Since mid-2012 the World Bank has decided to undergo a review of its environmental and social policies. At the time when this process was launched, the Bank stated that the multi-stage examination was being undertaken "to better address environmental and social issues that countries face today (…) and to deliver better environmental and social outcomes in the projects and programs the Bank supports." Even if this statement appears unproblematic, the matter has brought a great deal of debate.
In July 2014 the World Bank presented a first draft, Environmental and Social Framework. Specifically, this draft lays out the rules and criteria by which Bank’s loan recipients must live up to in order to qualify for funding. These safeguards cover a wide variety of areas that include climate and forest standards, and a vast set of civil liberties, mainly related to labor, disability, child, gender and sexual minority rights. The alleged purpose of this new framework is to ensure the Bank is not helping to foster non-sustainable growth and making sure prosperity is shared by all. Without diminishing the importance of enforcing these standards, it appears crucial to determine how these benchmarks were established and brought together in the first place.
Concerns were raised rapidly by several civil organizations from diverse countries, specifically those located in Africa and Latin America. In early February 2015, for example, advocates from Peru, Bolivia, Ecuador, Argentina, Mexico, and Colombia, were particularly dubious of the World Bank’s global consultations on loan safeguards meeting in Lima, Peru. Several participants of this gathering where disappointed with the Bank’s inability to explain how, when, or what criteria they will allow countries to use the implementation of the proposed Environmental and Social Framework. The discomfort escalated when Bank officials claimed they had no obligation to comply with international treaties and laws since the Bank itself is not a member-state. Many had the impression that if the Bank does not have to live up to well-established and recognized international laws, they can get away with a lot of illegal behavior.
Reality gives credit to these concerns. Peru’s indigenous and peasant communities, like the ones from Cajamarca, continue to suffer violence, discrimination, and insufficient consultation over developmental decisions that involve their own communities. This has fostered feelings of disfranchisement and led to elevated levels of social conflict. In January 2015 the Human Rights Ombudsman reported a total of 159 conflicts in the country, of which 108 are active. The bulk of these conflicts relate to socio-environmental concerns, specifically with extractive industries.
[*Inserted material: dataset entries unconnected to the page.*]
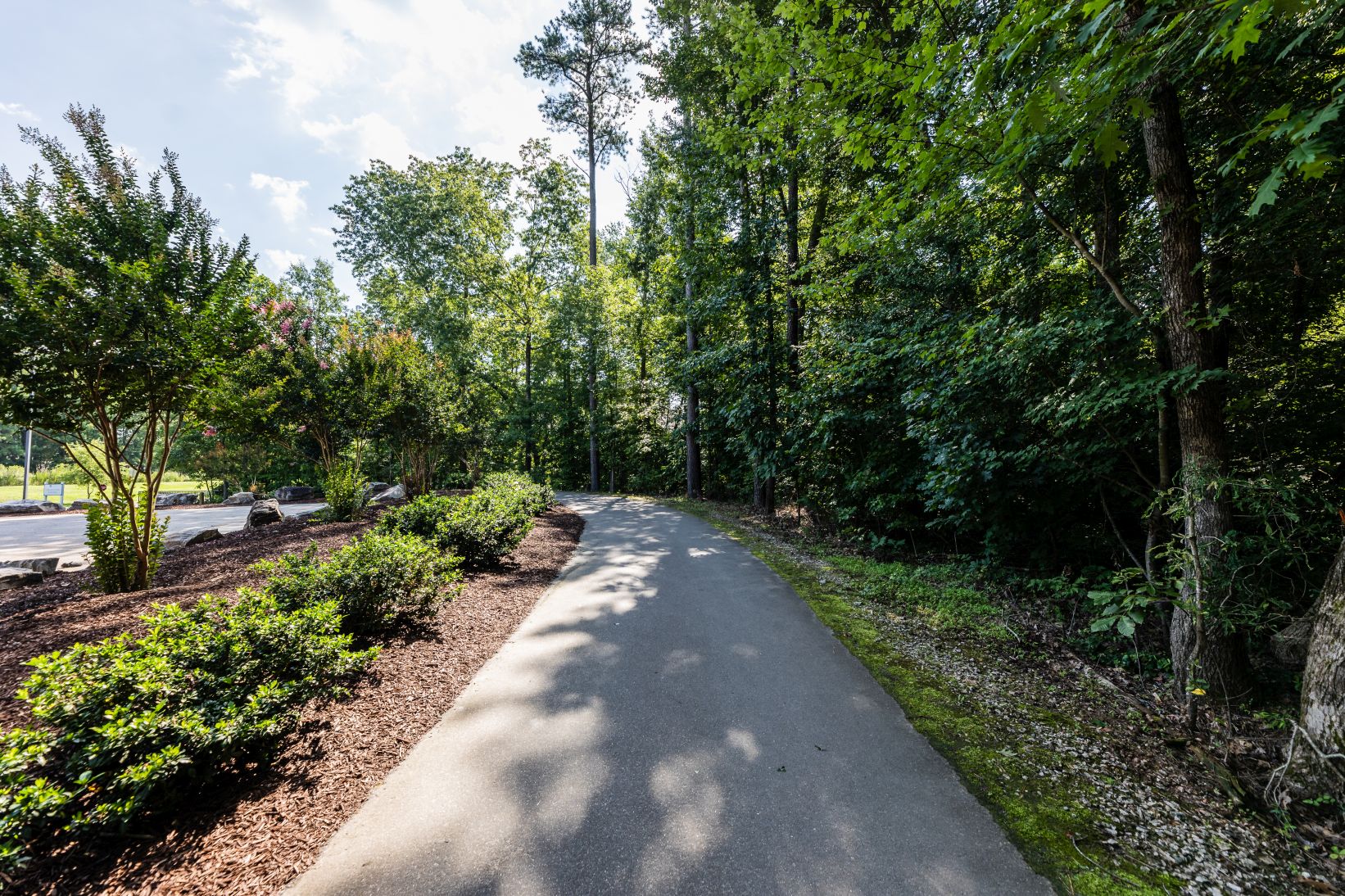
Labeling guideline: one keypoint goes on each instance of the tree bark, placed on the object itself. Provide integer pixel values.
(1202, 654)
(794, 312)
(529, 446)
(592, 372)
(1322, 708)
(592, 383)
(693, 399)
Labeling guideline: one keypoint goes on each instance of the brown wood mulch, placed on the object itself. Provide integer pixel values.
(255, 835)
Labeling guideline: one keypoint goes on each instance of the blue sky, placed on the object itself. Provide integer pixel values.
(274, 104)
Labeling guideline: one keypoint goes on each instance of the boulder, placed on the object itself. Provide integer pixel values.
(374, 489)
(18, 577)
(45, 565)
(29, 506)
(190, 537)
(263, 513)
(396, 493)
(75, 563)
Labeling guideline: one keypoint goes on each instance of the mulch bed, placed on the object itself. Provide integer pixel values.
(255, 835)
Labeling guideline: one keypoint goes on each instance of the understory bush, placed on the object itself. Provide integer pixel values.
(534, 496)
(479, 527)
(121, 724)
(419, 517)
(112, 541)
(483, 527)
(345, 491)
(378, 581)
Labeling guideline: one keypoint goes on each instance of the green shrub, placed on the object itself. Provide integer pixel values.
(345, 493)
(483, 527)
(479, 527)
(377, 581)
(534, 496)
(112, 541)
(419, 517)
(121, 724)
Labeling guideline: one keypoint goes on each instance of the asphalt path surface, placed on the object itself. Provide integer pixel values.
(670, 718)
(29, 536)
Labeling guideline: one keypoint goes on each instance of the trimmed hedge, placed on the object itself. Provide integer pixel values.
(479, 527)
(534, 496)
(378, 581)
(124, 722)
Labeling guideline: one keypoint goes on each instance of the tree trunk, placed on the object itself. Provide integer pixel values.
(592, 378)
(794, 314)
(1202, 654)
(529, 446)
(592, 201)
(693, 399)
(1322, 709)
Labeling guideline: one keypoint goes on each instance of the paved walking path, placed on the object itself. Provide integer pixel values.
(670, 718)
(63, 534)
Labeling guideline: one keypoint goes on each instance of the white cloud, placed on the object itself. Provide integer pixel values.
(280, 260)
(372, 79)
(245, 70)
(18, 111)
(284, 196)
(370, 136)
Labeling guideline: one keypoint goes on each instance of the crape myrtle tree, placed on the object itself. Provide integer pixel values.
(584, 52)
(119, 308)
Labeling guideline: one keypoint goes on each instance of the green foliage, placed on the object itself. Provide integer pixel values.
(946, 595)
(534, 498)
(1125, 606)
(123, 724)
(419, 517)
(377, 583)
(345, 493)
(112, 536)
(116, 280)
(482, 527)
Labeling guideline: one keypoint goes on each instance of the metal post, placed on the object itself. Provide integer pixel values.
(27, 460)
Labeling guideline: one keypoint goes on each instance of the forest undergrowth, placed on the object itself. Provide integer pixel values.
(1093, 768)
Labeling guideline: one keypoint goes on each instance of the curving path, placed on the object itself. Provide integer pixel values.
(670, 718)
(63, 534)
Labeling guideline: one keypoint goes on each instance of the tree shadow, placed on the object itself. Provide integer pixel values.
(670, 718)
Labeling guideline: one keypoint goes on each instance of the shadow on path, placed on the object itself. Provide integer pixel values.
(670, 718)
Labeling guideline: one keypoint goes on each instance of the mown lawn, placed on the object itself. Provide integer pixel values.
(14, 493)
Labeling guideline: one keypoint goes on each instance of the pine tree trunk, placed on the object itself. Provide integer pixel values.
(1202, 653)
(592, 380)
(592, 372)
(1322, 708)
(529, 446)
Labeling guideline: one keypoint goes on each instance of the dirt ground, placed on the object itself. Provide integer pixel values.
(253, 835)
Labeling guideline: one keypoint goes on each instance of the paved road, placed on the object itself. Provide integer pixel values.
(670, 718)
(63, 534)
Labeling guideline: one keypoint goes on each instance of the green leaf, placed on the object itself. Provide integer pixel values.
(1110, 144)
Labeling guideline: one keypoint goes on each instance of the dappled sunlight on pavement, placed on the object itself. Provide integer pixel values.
(672, 717)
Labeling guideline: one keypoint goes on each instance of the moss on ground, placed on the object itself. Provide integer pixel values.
(1044, 814)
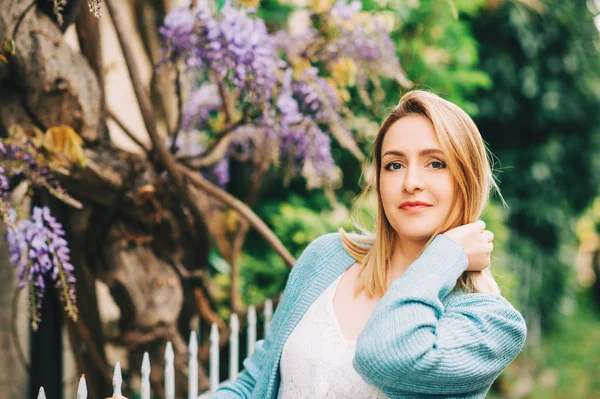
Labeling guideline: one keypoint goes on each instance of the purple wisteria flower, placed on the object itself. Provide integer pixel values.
(202, 101)
(3, 183)
(38, 248)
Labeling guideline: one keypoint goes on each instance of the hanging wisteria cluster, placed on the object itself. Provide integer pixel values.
(37, 246)
(39, 251)
(296, 105)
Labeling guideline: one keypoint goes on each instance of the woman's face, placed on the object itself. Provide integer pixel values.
(413, 169)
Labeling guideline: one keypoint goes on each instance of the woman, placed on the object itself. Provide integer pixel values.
(411, 311)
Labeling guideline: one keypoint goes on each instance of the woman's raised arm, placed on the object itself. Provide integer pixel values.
(412, 344)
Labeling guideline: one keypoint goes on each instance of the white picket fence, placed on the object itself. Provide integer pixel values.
(193, 360)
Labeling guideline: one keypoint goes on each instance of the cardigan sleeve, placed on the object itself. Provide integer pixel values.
(245, 382)
(412, 344)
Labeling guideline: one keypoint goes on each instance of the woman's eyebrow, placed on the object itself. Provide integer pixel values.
(428, 151)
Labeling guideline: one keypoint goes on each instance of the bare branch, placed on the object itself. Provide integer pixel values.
(224, 197)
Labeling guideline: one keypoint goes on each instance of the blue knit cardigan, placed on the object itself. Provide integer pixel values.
(423, 340)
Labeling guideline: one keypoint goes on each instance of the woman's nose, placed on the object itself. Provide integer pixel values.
(413, 180)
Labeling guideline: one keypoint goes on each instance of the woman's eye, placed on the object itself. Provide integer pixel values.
(393, 166)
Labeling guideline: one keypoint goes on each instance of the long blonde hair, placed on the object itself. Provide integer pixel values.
(468, 162)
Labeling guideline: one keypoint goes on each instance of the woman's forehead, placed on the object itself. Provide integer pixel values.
(411, 135)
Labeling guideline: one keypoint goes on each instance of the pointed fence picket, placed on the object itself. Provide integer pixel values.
(214, 360)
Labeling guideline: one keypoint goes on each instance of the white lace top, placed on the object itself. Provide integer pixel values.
(317, 360)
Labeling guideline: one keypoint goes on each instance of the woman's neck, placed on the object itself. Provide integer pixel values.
(405, 253)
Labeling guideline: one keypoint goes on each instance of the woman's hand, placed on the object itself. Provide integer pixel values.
(476, 241)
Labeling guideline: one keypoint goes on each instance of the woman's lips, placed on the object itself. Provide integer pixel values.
(414, 208)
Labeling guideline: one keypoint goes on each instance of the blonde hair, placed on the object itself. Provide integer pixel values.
(468, 162)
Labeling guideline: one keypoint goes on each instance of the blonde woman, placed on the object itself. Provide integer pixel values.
(411, 310)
In some cases, projects operated by these companies have the direct support of the World Bank. Therefore, skepticism from Peruvian civil society is understandable, particularly if the Bank continues introducing polemic clauses like the opt-out option for borrowers, allowing countries not to apply the indigenous peoples' safeguards. Consequently, the legal recognition of the rights of indigenous peoples over their lands, territories and resources is not fully supported, which is a critical element for the protection of indigenous peoples in any development intervention.
Finally, a dangerous aspect of the Bank’s proposal is the precedent it sets for other multilateral finance institutions. The World Bank has historically been a leader in developing progressively stronger environmental and social protections, but this latest draft undermines that reputation significantly. After all, if the World Bank wants to achieve its essential goals of eliminating extreme poverty and increase shared prosperity, it must engage in a process that is based on the understanding that human rights and sustainability are the fundamental components of development, not the opposite.